Por este motivo, transferencia y contratransferencia no son propias tan sólo de las personalidades neuróticas, pues interactuar conlleva mezclar, confundir, amalgamar e involucrar lo propio con lo ajeno y lo ajeno con lo propio, y por eso –aunque no resulte fructífero ni deseable– cada uno transfiere a su pareja o a su terapeuta sentimientos que experimentaba hacia su madre o su padre, y luego viene su elaboración (working through) y su defecación, pues no resulta bueno para la salud mental que el organismo se atasque y no pueda evacuar. Razonar bien es cuestión de dieta saludable y de elaboración sana de la ingesta.
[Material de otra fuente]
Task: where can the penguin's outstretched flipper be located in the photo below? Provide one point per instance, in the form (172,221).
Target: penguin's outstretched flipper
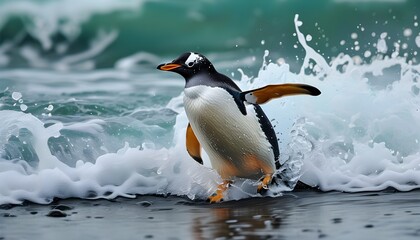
(193,145)
(265,94)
Y eso implica cuidarse y ser cuidado, pues no hay que dar al paciente satisfacciones transferenciales insensatas, ni evitar gratificaciones neuróticas en la situación de tratamiento.

«En la terapia se manifiestan continuamente sentimientos hostiles y antisociales de manera que es fácil suponer que esto revela la naturaleza más profunda, y por consiguiente básica, del hombre. Poco a poco llegué a comprender que estos sentimientos indómitos y antisociales no son los más profundos ni poderosos, y que la esencia de la personalidad humana es el organismo en sí, orientado hacia la socialización y la autoconservación»1, escribe Carl Rogers, pero si la primera parte de su afirmación es verdadera la segunda es falsa, porque lo que denominamos amor y lo que llamamos odio no son fuerzas biológicas que puedan pesar o menos en nosotros hereditariamente, sino tensiones hermenéuticas, interpretación, esfuerzo de buena voluntad, toda vez que la actitud positiva incondicional, la actitud empática, el apoyo mutuo, el servir de consuelo (support) han erguido su plectro canoro en la humanidad porque algunos se empeñado en mantener vivo el lema odia al delito y compadece al delincuente. Y es precisamente ahí donde radica la dificultad.

Cada uno de nosotros, en fin, es un yo soy, es decir, un intérprete interpretado, y por eso mismo también un yo no soy. En suma, un misterio. Y si esto no me gusta, es porque acepto comportarme como uno de los perritos de Paulov, o un toro miura que se arranca contra la franela del torero, o uno de los burritos de Burrus F. Skinner. De ahí mis mordiscos, mis cornadas y mis burradas.

1 Rogers, C: El proceso de convertirse en persona. Ed. Paidós, México, 1972, p. 90.